The problem is not that America worships guns; the problem is that America worships the ability and willingness to use force. The reflex to demand gun laws forcefully to control our fellow citizens' ownership of firearms is almost as much a symptom of this problem as the call to arm ourselves.
The human brain is wired for both violence and empathy. There have been—there are—cultures that do not assume or expect the use of force nearly as much as modern-day Americans do. One of those nations is less than 500 miles from where I sit as I write this.
But in the US, how many times have you heard a candidate, commentator, or citizen use the word courage in reference to someone like General Petraeus, who spent his career in body armor surrounded by advanced-technology armaments, rather than someone like Mohandas Gandhi, who never donned boots or a helmet and never picked up a weapon?
How many times have you heard someone say strength when talking about our ability to control others to advance our own well-being, rather than our willingness to sacrifice for theirs? Say security when talking about our ability to hurt or kill the 'bad guys', rather than our ability to create a world in which no one wants for basic life essentials--including freedom from armed conflict? Say defense when talking about our ability to use military force, rather than the willingness to work for the reconciliation and restorative justice that would actually remove threats to peace.

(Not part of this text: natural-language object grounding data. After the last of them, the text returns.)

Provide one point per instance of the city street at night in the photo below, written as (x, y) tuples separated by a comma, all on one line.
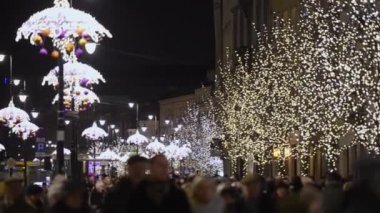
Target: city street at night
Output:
[(202, 106)]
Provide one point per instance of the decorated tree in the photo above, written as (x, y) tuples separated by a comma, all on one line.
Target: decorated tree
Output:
[(198, 130)]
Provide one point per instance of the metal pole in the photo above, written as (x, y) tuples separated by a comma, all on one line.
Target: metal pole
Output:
[(11, 75), (60, 120), (137, 116)]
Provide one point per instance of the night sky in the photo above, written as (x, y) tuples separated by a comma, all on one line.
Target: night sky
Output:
[(159, 49)]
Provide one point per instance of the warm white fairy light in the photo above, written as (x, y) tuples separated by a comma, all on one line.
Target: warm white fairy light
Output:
[(75, 73), (83, 98), (11, 115), (94, 133), (66, 152), (64, 25), (198, 130), (25, 129), (155, 148), (108, 154), (137, 139)]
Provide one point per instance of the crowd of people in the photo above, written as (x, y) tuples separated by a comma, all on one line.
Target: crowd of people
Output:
[(149, 187)]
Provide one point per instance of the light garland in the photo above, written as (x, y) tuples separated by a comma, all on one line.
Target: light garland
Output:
[(94, 133), (25, 130), (155, 148), (83, 98), (75, 73), (11, 115), (198, 130), (69, 29), (137, 139)]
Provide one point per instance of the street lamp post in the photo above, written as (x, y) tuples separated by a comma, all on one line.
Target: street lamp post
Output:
[(131, 105)]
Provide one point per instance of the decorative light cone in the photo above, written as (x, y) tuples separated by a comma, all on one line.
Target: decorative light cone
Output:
[(155, 147), (171, 151), (66, 152), (25, 130), (83, 98), (69, 29), (75, 73), (2, 147), (183, 152), (137, 139), (11, 115), (108, 155), (94, 133)]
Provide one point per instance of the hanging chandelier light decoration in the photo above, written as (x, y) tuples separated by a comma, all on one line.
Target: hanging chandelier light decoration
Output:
[(66, 152), (75, 73), (11, 115), (137, 139), (108, 155), (171, 151), (94, 133), (68, 28), (155, 147), (25, 130), (83, 98)]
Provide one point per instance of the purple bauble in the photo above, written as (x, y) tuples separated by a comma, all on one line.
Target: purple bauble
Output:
[(62, 35), (78, 52), (43, 52)]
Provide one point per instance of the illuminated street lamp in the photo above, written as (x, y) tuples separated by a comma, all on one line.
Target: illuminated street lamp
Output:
[(102, 122), (90, 47), (22, 96), (34, 114)]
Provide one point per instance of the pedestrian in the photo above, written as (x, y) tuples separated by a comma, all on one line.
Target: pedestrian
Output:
[(332, 194), (256, 200), (204, 198), (33, 201), (117, 200), (70, 200), (13, 195), (157, 193)]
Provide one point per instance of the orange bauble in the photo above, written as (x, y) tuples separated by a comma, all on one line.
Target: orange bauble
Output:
[(45, 32), (55, 54), (69, 47), (37, 39), (80, 31), (82, 42)]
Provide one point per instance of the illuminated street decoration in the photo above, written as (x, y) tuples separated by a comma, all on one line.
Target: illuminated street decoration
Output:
[(70, 30), (83, 98), (75, 73), (25, 130), (155, 148), (171, 151), (137, 139), (108, 155), (66, 152), (198, 130), (11, 115), (94, 133)]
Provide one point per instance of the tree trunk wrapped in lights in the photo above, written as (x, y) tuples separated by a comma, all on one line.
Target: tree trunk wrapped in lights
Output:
[(198, 130)]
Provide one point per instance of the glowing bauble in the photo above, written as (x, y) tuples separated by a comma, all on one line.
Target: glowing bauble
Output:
[(45, 32), (80, 31), (78, 52), (43, 52), (55, 54), (82, 42), (69, 47), (37, 39)]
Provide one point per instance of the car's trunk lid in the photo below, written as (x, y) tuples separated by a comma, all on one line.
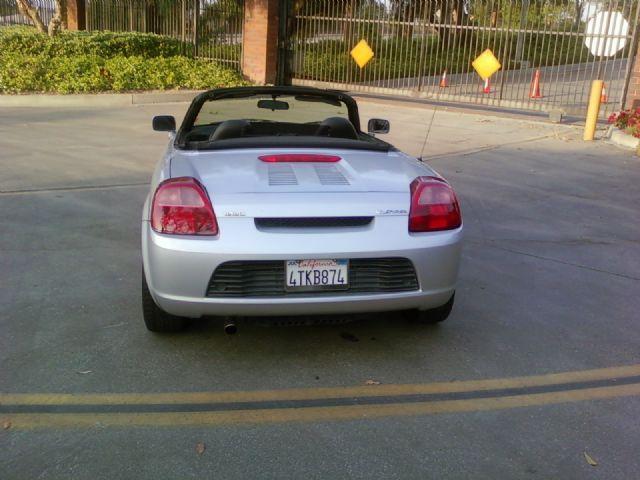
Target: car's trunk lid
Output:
[(362, 183)]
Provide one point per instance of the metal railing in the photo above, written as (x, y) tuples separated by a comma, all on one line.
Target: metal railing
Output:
[(10, 15), (415, 42), (210, 29)]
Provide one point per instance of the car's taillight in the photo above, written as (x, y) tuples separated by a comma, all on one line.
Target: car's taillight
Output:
[(299, 157), (181, 206), (434, 206)]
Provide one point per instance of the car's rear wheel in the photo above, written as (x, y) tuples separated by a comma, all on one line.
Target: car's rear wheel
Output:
[(156, 319), (434, 315)]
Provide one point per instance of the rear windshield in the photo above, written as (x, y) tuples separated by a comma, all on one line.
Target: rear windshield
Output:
[(266, 119), (289, 109)]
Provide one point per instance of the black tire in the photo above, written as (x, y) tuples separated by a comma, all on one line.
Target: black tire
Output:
[(156, 319), (435, 315)]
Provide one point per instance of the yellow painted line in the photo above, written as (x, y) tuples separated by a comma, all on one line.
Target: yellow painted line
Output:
[(198, 419), (317, 393)]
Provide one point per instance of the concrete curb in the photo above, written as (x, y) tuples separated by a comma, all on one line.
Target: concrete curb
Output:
[(97, 100), (623, 140)]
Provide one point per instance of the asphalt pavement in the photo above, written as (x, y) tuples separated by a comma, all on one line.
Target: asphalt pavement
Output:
[(535, 375)]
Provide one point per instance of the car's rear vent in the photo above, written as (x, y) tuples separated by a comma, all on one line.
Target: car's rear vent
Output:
[(281, 174), (265, 278), (313, 222), (330, 175)]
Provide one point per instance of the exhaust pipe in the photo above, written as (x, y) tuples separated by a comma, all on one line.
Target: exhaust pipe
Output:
[(230, 327)]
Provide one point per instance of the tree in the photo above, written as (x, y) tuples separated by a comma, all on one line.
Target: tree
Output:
[(56, 23)]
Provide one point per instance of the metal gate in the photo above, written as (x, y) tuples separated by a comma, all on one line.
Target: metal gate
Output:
[(417, 42)]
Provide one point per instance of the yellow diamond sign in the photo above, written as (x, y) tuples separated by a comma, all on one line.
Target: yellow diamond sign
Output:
[(486, 64), (362, 53)]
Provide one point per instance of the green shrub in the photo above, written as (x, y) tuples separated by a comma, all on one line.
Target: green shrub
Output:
[(26, 40), (91, 73), (85, 62)]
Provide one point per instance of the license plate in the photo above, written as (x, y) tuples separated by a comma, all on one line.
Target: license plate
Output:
[(317, 274)]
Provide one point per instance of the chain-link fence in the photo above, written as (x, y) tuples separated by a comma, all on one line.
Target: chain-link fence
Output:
[(210, 29), (425, 48)]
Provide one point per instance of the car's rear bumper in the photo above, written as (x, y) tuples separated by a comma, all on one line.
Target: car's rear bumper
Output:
[(178, 269)]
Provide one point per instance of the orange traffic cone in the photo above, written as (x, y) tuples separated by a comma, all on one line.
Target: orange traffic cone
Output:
[(444, 81), (487, 86), (535, 86)]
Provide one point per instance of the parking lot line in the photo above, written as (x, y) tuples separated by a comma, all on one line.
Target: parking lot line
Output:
[(317, 404)]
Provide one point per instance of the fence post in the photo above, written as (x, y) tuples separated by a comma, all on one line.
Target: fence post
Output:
[(76, 16), (260, 40)]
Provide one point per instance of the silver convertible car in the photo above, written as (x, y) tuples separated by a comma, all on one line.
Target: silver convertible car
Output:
[(271, 201)]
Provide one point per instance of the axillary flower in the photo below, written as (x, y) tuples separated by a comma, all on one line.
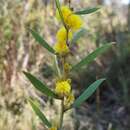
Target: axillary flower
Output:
[(62, 35), (74, 22), (65, 11), (63, 88)]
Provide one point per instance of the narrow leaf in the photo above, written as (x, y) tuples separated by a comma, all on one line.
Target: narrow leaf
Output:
[(87, 93), (40, 114), (91, 57), (41, 41), (78, 35), (40, 86), (87, 11)]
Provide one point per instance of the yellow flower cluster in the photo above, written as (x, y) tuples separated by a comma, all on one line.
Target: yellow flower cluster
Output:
[(72, 20), (69, 100), (63, 88), (73, 23), (60, 46)]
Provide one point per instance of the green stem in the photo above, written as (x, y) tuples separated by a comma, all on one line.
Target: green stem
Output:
[(57, 66), (61, 115)]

How many times in the past year have you been encouraged to honor our military troops or veterans? (Notice they never even bother to say veterans of what.) And how many times have you been encouraged to honor teachers? Nurses? Workers in homeless shelters or child-protection bureaucracies? The field laborers who give their lives, one day at a time, to put food on our tables?
These messages also reach America's scared, confused, vulnerable young men who are desperate for courage, strength, security, defense, and honor. Imagine how that works inside their minds. Humans create cultures, and humans can change them. Here’s what I’m trying to do, and I hope you will join me:
- Practice compassion and nonviolence every waking hour until I can do it reflexively. I’m a flawed human being like you, who grew up in the same militarized nation you did. The force-reflex is something I need to unlearn. To replace that reflex with compassion, I have read and re-read Karen Armstrong’s Twelve Steps to a Compassionate Life, and I’m planning to take more lessons and attend more practice sessions in non-violent communication.
- Remain alert—as painful as it is—to messages that glorify or praise the ability of one person/group/nation to force another to do or not do something. Every time I am implored to support our troops, I try to remain compassionate toward my fellow citizens who are so genuinely fearful of other nations, and who are so naively confident military might can protect us from true threats to our freedom and well-being. Every time I hear someone praising or promoting militarism, I resolve to send another donation to ANERA, one highly-rated charity I have found that works to counteract some of the damage done by our militaristic foreign policy.
- I try to avoid clicking on online news articles that instill fear or sensationalize violence (the editors and producers of news sites pay attention to the type of story that gets clicks), and I try frequently to search for terms like ‘peace,’ ‘compassion’ and ‘community,’ thinking that they might on occasion look at search terms to find out what their readers might be interested in.
- I try to educate myself about public-policy alternatives that would create the conditions for peace. Examples: We need to get JROTC and military recruitment out of our schools, or at least invent and promote similar efforts dedicated to peaceful conflict resolution and careers more constructive of community well-being. We need to give Peace federal cabinet-level status.